In 15 years at the helm of Sberbank, he turned the moribund, corrupt Soviet retail deposits monopoly into a world-leading bank with ambitions to challenge Silicon Valley’s top tech companies. Gref, formerly economy minister, had once hoped Sberbank’s success would convince Putin that market-oriented reform in Russia was possible, according to four former senior Sberbank executives.

But after the sanctions cut Russia off from global markets, “everything he built has been destroyed”, one of them says.

“He is a man of the world. He loved going to forums, conferences and meetings. He was in Silicon Valley all the time. He was friends with Jack Ma. And now he is a pariah,” the former executive says.

In the new Russia, Gref’s liberal outlook is a stark contrast to the grey economy of “parallel imports” and state-managed autarky. Finessing corporate culture, meeting western standards on ESG — these are unlikely to be the skills valued in the Russia of the future, says Guriev, a former Sberbank board member. “People who are in charge of those companies are not well-equipped,” he adds.

At Sberbank’s anniversary celebrations in November, Gref rented out the Bolshoi Theatre for a gala performance.
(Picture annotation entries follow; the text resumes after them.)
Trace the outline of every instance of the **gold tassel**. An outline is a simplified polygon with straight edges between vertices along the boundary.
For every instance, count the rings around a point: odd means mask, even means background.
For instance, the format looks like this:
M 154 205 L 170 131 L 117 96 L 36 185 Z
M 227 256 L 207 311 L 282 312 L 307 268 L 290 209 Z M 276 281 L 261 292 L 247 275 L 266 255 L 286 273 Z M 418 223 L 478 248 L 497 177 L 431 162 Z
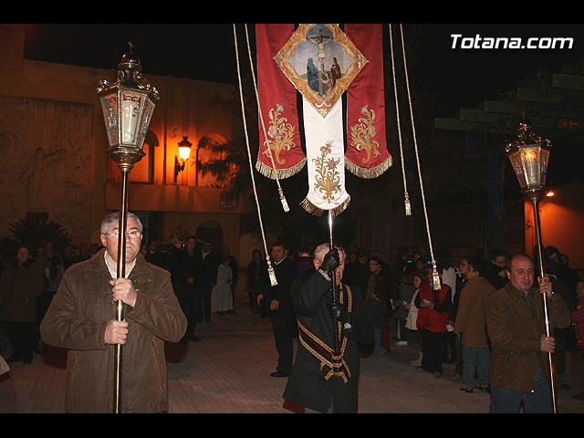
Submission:
M 393 164 L 393 159 L 391 158 L 391 155 L 387 157 L 383 162 L 370 169 L 358 166 L 355 163 L 345 159 L 345 169 L 347 169 L 355 176 L 366 179 L 377 178 L 390 167 L 391 167 L 391 164 Z
M 337 217 L 339 214 L 343 213 L 349 203 L 350 196 L 348 196 L 345 201 L 337 205 L 335 208 L 331 209 L 333 217 Z M 314 203 L 312 203 L 308 197 L 304 198 L 304 200 L 300 203 L 300 206 L 304 208 L 307 213 L 314 214 L 315 216 L 321 216 L 325 212 L 325 210 L 323 210 L 322 208 L 318 208 Z
M 412 215 L 412 205 L 410 204 L 410 196 L 407 192 L 405 193 L 405 215 Z
M 270 259 L 267 259 L 267 274 L 270 277 L 270 284 L 274 286 L 277 286 L 277 280 L 276 279 L 276 272 L 274 272 L 274 268 L 272 267 L 272 263 Z
M 280 201 L 282 202 L 282 208 L 284 208 L 284 211 L 286 213 L 288 213 L 290 211 L 290 207 L 288 206 L 288 203 L 286 200 L 286 196 L 284 196 L 284 192 L 282 191 L 282 189 L 278 189 L 278 192 L 280 193 Z

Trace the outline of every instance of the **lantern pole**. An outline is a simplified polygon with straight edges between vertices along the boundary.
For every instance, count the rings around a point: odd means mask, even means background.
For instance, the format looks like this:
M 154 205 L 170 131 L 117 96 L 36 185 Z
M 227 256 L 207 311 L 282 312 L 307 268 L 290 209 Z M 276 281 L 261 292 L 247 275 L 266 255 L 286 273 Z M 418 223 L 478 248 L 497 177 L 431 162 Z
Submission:
M 115 83 L 102 80 L 98 85 L 101 99 L 106 130 L 110 141 L 107 150 L 110 158 L 118 163 L 121 173 L 121 196 L 118 223 L 118 278 L 124 277 L 126 261 L 126 229 L 128 223 L 128 187 L 130 172 L 137 162 L 145 155 L 142 151 L 146 132 L 150 126 L 154 106 L 159 99 L 158 91 L 141 76 L 140 59 L 132 52 L 126 53 L 118 65 Z M 115 320 L 124 320 L 124 303 L 115 303 Z M 114 349 L 113 413 L 121 412 L 121 344 Z
M 524 196 L 527 198 L 533 206 L 534 223 L 536 227 L 536 239 L 537 243 L 537 259 L 539 276 L 542 278 L 546 276 L 544 270 L 544 259 L 541 239 L 541 223 L 539 221 L 539 190 L 526 190 L 524 191 Z M 548 311 L 548 294 L 541 294 L 544 302 L 544 316 L 546 318 L 546 336 L 549 338 L 551 336 L 551 330 L 549 328 L 549 314 Z M 551 398 L 554 408 L 554 413 L 558 413 L 558 402 L 556 400 L 556 370 L 554 369 L 554 360 L 551 353 L 548 353 L 548 362 L 549 363 L 549 381 L 551 385 Z
M 328 244 L 329 244 L 330 251 L 332 251 L 335 248 L 335 245 L 333 244 L 333 236 L 332 236 L 332 220 L 333 220 L 332 210 L 328 210 Z M 334 306 L 337 304 L 337 301 L 338 301 L 336 268 L 333 269 L 332 272 L 330 273 L 330 279 L 332 280 L 332 304 Z M 338 325 L 339 325 L 339 321 L 335 318 L 333 319 L 333 326 L 332 326 L 333 327 L 332 333 L 333 333 L 333 336 L 335 337 L 335 354 L 338 354 L 339 349 L 339 337 L 337 336 Z
M 537 246 L 537 268 L 539 276 L 542 278 L 546 276 L 546 271 L 544 269 L 541 222 L 539 220 L 539 195 L 546 182 L 550 147 L 551 142 L 532 132 L 530 123 L 523 120 L 519 123 L 517 140 L 509 143 L 506 148 L 507 157 L 519 182 L 521 193 L 533 206 Z M 541 295 L 543 297 L 546 336 L 549 338 L 551 330 L 549 313 L 548 311 L 548 295 L 545 293 Z M 558 402 L 556 400 L 556 379 L 552 353 L 548 353 L 548 360 L 549 363 L 552 405 L 554 413 L 557 413 Z

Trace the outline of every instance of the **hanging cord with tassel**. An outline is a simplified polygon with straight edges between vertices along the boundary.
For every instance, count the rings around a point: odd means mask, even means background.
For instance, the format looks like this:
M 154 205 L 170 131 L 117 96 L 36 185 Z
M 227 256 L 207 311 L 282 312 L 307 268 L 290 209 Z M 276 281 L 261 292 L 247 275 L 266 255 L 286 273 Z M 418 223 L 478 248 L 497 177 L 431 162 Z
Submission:
M 391 33 L 391 27 L 390 25 L 390 33 Z M 423 207 L 423 215 L 424 215 L 424 219 L 426 221 L 426 232 L 428 233 L 428 246 L 430 247 L 430 256 L 432 258 L 432 267 L 433 267 L 433 289 L 434 290 L 440 290 L 441 285 L 440 285 L 440 277 L 438 276 L 438 270 L 436 269 L 436 261 L 434 260 L 434 253 L 433 253 L 433 249 L 432 246 L 432 236 L 430 235 L 430 224 L 428 222 L 428 212 L 426 210 L 426 200 L 425 200 L 425 196 L 423 193 L 423 182 L 422 181 L 422 170 L 420 168 L 420 156 L 418 153 L 418 142 L 416 141 L 416 130 L 415 130 L 415 126 L 413 123 L 413 110 L 412 110 L 412 95 L 410 93 L 410 80 L 408 78 L 408 65 L 406 62 L 406 56 L 405 56 L 405 44 L 403 41 L 403 27 L 402 26 L 402 25 L 400 25 L 400 33 L 402 35 L 402 51 L 403 53 L 403 70 L 405 73 L 405 83 L 406 83 L 406 89 L 408 91 L 408 103 L 410 105 L 410 117 L 412 119 L 412 132 L 413 135 L 413 148 L 414 151 L 416 152 L 416 163 L 418 165 L 418 175 L 420 177 L 420 192 L 422 193 L 422 205 Z
M 234 24 L 234 40 L 235 46 L 235 60 L 237 63 L 237 79 L 239 80 L 239 98 L 241 99 L 241 112 L 244 120 L 244 132 L 245 133 L 245 145 L 247 147 L 247 159 L 249 160 L 249 173 L 252 178 L 252 187 L 254 188 L 254 196 L 256 197 L 256 206 L 257 207 L 257 217 L 259 219 L 259 228 L 262 233 L 262 240 L 264 242 L 264 249 L 266 251 L 266 260 L 267 261 L 267 273 L 270 277 L 270 284 L 272 286 L 277 285 L 277 280 L 276 279 L 276 273 L 274 272 L 274 267 L 272 266 L 272 263 L 270 261 L 269 254 L 267 252 L 267 245 L 266 244 L 266 235 L 264 234 L 264 224 L 262 222 L 262 212 L 260 211 L 259 206 L 259 199 L 257 197 L 257 189 L 256 187 L 256 178 L 254 177 L 254 165 L 252 164 L 252 152 L 249 149 L 249 137 L 247 135 L 247 124 L 245 122 L 245 106 L 244 105 L 244 89 L 241 83 L 241 69 L 239 66 L 239 52 L 237 50 L 237 35 L 235 32 L 235 25 Z M 253 70 L 253 66 L 252 66 Z
M 408 195 L 408 183 L 405 177 L 405 165 L 403 163 L 403 146 L 402 141 L 402 124 L 400 123 L 400 104 L 398 101 L 398 85 L 395 78 L 395 61 L 393 60 L 393 36 L 391 33 L 391 25 L 390 24 L 390 46 L 391 51 L 391 72 L 393 74 L 393 94 L 395 95 L 395 114 L 398 124 L 398 139 L 400 142 L 400 156 L 402 157 L 402 175 L 403 176 L 403 194 L 405 203 L 405 215 L 412 215 L 412 204 L 410 203 L 410 196 Z
M 251 67 L 251 71 L 252 71 L 252 79 L 254 81 L 254 90 L 256 91 L 256 99 L 257 100 L 257 113 L 259 115 L 259 120 L 262 122 L 262 130 L 264 131 L 264 138 L 267 139 L 267 133 L 266 132 L 266 125 L 264 124 L 264 117 L 262 116 L 262 107 L 259 104 L 259 93 L 257 91 L 257 84 L 256 83 L 256 74 L 254 72 L 254 63 L 252 61 L 252 51 L 249 46 L 249 35 L 247 33 L 247 25 L 244 25 L 244 26 L 245 27 L 245 38 L 246 38 L 246 42 L 247 42 L 247 54 L 249 56 L 249 66 Z M 267 151 L 270 157 L 270 161 L 272 162 L 272 168 L 274 169 L 274 171 L 276 171 L 276 163 L 274 162 L 274 156 L 272 155 L 272 151 L 270 150 L 269 146 L 267 147 Z M 277 176 L 275 176 L 274 178 L 276 180 L 276 183 L 277 185 L 277 192 L 280 194 L 280 202 L 282 203 L 282 208 L 284 208 L 284 211 L 286 213 L 288 213 L 290 211 L 290 207 L 288 206 L 288 203 L 286 200 L 286 196 L 284 196 L 284 191 L 282 190 L 282 186 L 280 185 L 280 180 L 277 178 Z

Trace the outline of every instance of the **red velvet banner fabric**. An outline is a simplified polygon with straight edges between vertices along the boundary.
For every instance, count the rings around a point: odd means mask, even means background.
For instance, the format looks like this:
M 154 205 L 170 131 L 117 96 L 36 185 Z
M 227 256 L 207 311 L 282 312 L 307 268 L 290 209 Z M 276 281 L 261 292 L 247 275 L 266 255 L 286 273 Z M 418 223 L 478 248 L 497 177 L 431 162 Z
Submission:
M 345 167 L 362 178 L 375 178 L 391 165 L 385 137 L 382 25 L 346 24 L 345 35 L 367 65 L 347 89 Z

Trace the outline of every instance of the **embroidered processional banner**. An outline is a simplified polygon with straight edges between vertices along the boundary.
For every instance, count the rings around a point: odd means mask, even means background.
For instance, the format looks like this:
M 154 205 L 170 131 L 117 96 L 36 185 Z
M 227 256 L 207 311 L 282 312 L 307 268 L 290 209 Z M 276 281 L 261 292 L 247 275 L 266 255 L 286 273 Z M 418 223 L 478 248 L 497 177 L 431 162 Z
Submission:
M 347 90 L 345 165 L 359 177 L 375 178 L 392 163 L 385 137 L 383 33 L 381 25 L 347 24 L 345 34 L 369 61 Z
M 259 124 L 256 169 L 271 179 L 292 176 L 307 161 L 300 143 L 297 90 L 273 59 L 293 33 L 294 25 L 256 26 L 260 116 L 267 114 Z
M 271 130 L 260 135 L 256 167 L 266 176 L 284 178 L 308 162 L 308 193 L 301 205 L 317 215 L 324 211 L 336 215 L 350 201 L 345 168 L 360 177 L 373 178 L 391 164 L 385 141 L 381 26 L 347 25 L 351 38 L 365 47 L 372 63 L 338 25 L 301 24 L 293 32 L 291 28 L 293 25 L 256 25 L 262 111 L 267 105 L 277 115 L 273 117 L 270 110 Z M 300 108 L 292 98 L 297 93 L 301 96 Z M 305 162 L 297 137 L 299 111 Z M 268 161 L 270 151 L 272 158 L 277 154 L 275 165 Z

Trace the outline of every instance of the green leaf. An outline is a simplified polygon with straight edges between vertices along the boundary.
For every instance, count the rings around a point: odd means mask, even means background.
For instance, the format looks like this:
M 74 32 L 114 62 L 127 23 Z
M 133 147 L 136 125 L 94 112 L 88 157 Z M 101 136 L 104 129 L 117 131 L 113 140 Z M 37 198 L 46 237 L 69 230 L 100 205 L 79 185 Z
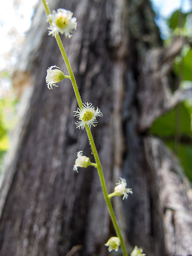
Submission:
M 176 10 L 168 20 L 169 27 L 174 29 L 176 28 L 184 28 L 188 14 L 188 13 L 183 13 L 178 10 Z
M 180 104 L 180 132 L 181 135 L 187 134 L 192 137 L 191 116 L 184 103 Z M 157 119 L 153 124 L 151 132 L 161 137 L 174 136 L 175 128 L 175 109 Z
M 192 49 L 183 58 L 183 79 L 192 81 Z

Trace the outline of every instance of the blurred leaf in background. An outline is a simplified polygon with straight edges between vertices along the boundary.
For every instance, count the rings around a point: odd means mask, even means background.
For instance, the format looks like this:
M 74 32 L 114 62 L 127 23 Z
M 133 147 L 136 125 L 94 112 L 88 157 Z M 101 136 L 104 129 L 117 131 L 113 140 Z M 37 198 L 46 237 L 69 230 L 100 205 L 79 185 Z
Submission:
M 192 88 L 192 12 L 184 13 L 181 8 L 176 10 L 167 19 L 166 23 L 169 34 L 165 40 L 166 45 L 170 43 L 174 36 L 187 38 L 187 42 L 175 60 L 172 72 L 176 82 L 172 85 L 171 89 L 173 92 L 179 88 Z M 177 155 L 192 182 L 192 100 L 189 99 L 157 119 L 150 132 L 162 139 Z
Nobody from the finance ministry — which is Sberbank’s controlling shareholder — or the central bank came, according to two people close to the bank. “It was really sad. There was a bit of champagne, but nobody was joking or saying anything. They were just standing around being sad,” one of them says.

Another person who attended, however, says the party was for major clients of the bank rather than finance ministry and central bank officials. “The guests were in a great mood, including the bank’s leadership, who hung out with their clients that evening,” the person adds. “It was a great party.”

With his dream of building a world-beating financial services “ecosystem” dashed by the war, Gref has retreated even further into his fading ambitions, the people say. He demanded his executives pivot to building a “metaverse” akin to the virtual reality world envisioned by Facebook founder Mark Zuckerberg.

The sanctions will make that difficult: Russia is barred from importing advanced microchips and western-made servers, potentially setting its tech sector back years. But after deciding to remain in his job, Gref has said he wants to rise to the challenge.

“Life has become more vibrant, colourful, and interesting,” Gref said at a panel alongside Nabiullina in November. “It looks like it’ll be even more interesting in the years to come.”